Overall Conclusions:
The Non-Clinical and Clinical testing have demonstrated that SugarBug shows substantially equivalent performance to the predicate device.
§ 892.2070 Medical image analyzer.
(a)
Identification. Medical image analyzers, including computer-assisted/aided detection (CADe) devices for mammography breast cancer, ultrasound breast lesions, radiograph lung nodules, and radiograph dental caries detection, is a prescription device that is intended to identify, mark, highlight, or in any other manner direct the clinicians' attention to portions of a radiology image that may reveal abnormalities during interpretation of patient radiology images by the clinicians. This device incorporates pattern recognition and data analysis capabilities and operates on previously acquired medical images. This device is not intended to replace the review by a qualified radiologist, and is not intended to be used for triage, or to recommend diagnosis.(b)
Classification. Class II (special controls). The special controls for this device are:(1) Design verification and validation must include:
(i) A detailed description of the image analysis algorithms including a description of the algorithm inputs and outputs, each major component or block, and algorithm limitations.
(ii) A detailed description of pre-specified performance testing methods and dataset(s) used to assess whether the device will improve reader performance as intended and to characterize the standalone device performance. Performance testing includes one or more standalone tests, side-by-side comparisons, or a reader study, as applicable.
(iii) Results from performance testing that demonstrate that the device improves reader performance in the intended use population when used in accordance with the instructions for use. The performance assessment must be based on appropriate diagnostic accuracy measures (
e.g., receiver operator characteristic plot, sensitivity, specificity, predictive value, and diagnostic likelihood ratio). The test dataset must contain a sufficient number of cases from important cohorts (e.g., subsets defined by clinically relevant confounders, effect modifiers, concomitant diseases, and subsets defined by image acquisition characteristics) such that the performance estimates and confidence intervals of the device for these individual subsets can be characterized for the intended use population and imaging equipment.(iv) Appropriate software documentation (
e.g., device hazard analysis; software requirements specification document; software design specification document; traceability analysis; description of verification and validation activities including system level test protocol, pass/fail criteria, and results; and cybersecurity).(2) Labeling must include the following:
(i) A detailed description of the patient population for which the device is indicated for use.

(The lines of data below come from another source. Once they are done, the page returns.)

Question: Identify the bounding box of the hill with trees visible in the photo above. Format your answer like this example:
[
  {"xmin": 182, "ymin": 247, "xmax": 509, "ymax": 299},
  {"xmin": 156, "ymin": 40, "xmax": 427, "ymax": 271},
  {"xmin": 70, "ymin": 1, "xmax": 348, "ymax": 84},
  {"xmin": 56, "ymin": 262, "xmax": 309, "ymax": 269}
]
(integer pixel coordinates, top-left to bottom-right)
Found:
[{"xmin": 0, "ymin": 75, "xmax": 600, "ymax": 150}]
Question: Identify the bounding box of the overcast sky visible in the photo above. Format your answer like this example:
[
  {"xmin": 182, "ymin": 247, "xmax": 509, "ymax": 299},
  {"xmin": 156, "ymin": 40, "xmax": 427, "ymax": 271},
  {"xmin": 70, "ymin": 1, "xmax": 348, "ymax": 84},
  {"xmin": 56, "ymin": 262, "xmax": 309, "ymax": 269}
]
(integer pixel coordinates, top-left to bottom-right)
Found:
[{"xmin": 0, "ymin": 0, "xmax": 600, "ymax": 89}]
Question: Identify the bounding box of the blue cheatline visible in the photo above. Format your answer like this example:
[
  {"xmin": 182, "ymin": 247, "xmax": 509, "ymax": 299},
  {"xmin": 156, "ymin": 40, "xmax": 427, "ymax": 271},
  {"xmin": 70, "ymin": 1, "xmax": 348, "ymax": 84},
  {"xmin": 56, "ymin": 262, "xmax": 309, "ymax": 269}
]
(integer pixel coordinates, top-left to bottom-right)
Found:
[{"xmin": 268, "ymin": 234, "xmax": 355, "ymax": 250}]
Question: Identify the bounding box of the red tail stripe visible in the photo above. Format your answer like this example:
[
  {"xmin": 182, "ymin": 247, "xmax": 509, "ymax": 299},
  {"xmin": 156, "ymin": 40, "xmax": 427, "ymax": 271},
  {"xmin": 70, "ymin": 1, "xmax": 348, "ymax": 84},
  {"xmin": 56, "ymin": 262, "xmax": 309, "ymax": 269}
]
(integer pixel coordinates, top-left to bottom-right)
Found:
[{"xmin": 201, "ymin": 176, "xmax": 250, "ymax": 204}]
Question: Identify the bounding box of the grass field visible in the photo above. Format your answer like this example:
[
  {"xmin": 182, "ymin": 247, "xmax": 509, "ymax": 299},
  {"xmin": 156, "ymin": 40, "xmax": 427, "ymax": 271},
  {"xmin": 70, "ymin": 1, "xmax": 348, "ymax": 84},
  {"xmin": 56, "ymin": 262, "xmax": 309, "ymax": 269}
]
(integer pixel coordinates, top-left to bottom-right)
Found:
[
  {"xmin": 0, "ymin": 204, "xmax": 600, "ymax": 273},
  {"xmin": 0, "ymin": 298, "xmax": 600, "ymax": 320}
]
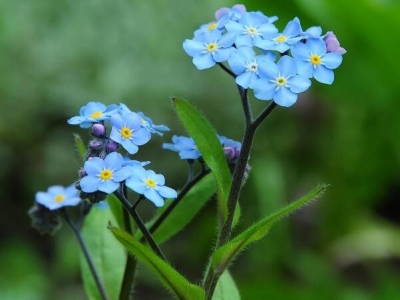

(ii) A detailed description of the intended reading protocol.
(iii) A detailed description of the intended user and user training that addresses appropriate reading protocols for the device.
(iv) A detailed description of the device inputs and outputs.
(v) A detailed description of compatible imaging hardware and imaging protocols.
(vi) Discussion of warnings, precautions, and limitations must include situations in which the device may fail or may not operate at its expected performance level (
e.g., poor image quality or for certain subpopulations), as applicable.(vii) Device operating instructions.
(viii) A detailed summary of the performance testing, including: test methods, dataset characteristics, results, and a summary of sub-analyses on case distributions stratified by relevant confounders, such as lesion and organ characteristics, disease stages, and imaging equipment.